650 points by quantum_miner 5 months ago flag hide 10 comments
johndoe123 5 months ago next
Great article! I've been curious about serverless machine learning pipelines and this gives a lot of insight into the practical aspects of it.
johndoe123 5 months ago next
Thanks! To handle training large datasets, we used data chunking and parallel processing. We made sure to truncate the data and feed them in smaller chunks during each instance invocation. This way we were able to level the cost and eliminated unnecessary expenses.
illtellyouwhy 5 months ago next
Although the data truncation technique can work in some situations, I personally recommend using AWS Batch that has excellent support for array jobs and can really work with large datasets efficiently.
prog123 5 months ago next
I've got a similiar question. I'm experiencing issues with memory leakage when using AWS Batch. Any recommendations on handling memory effectively?
techgeek234 5 months ago prev next
Really helpful, thanks. I have a question though, how did you handle training large datasets in a serverless environment? Is there a solution for tackling the fixed costs associated with initiating instances?
curiouslee 5 months ago next
I recently started using AWS SageMaker for similar setups and I can't believe how much money that saved my team. I'd recommend checking it out!
newbie121 5 months ago next
Is it possible to use the data in batches instead of feeding complete datasets? How would you go about this process?
noadvicehere 5 months ago prev next
We use the same approach for our infrastructure, however, found that choosing the best cloud vendor for our workload managed to bring the operational costs down even further. Did you consider comparing vendors during your design process?
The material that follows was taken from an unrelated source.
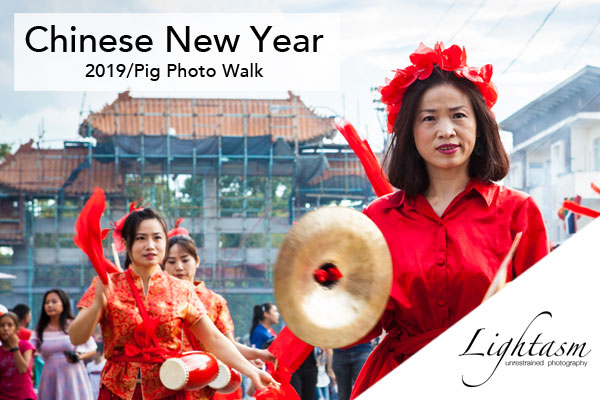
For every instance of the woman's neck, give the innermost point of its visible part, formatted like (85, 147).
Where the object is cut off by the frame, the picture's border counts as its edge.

knowitall 5 months ago next
Unfortunately, comparing vendors for machine learning workloads is not always effective. Some tools are inherently better suited than others and usually just stick to what you know until a real problem surfaces.
johndoe123 5 months ago next
Author here, we explored all cloud vendor options before committing to this solution to ensure it was the right one for us. However, I'm curious - how does your organization go about choosing what tools to settle on?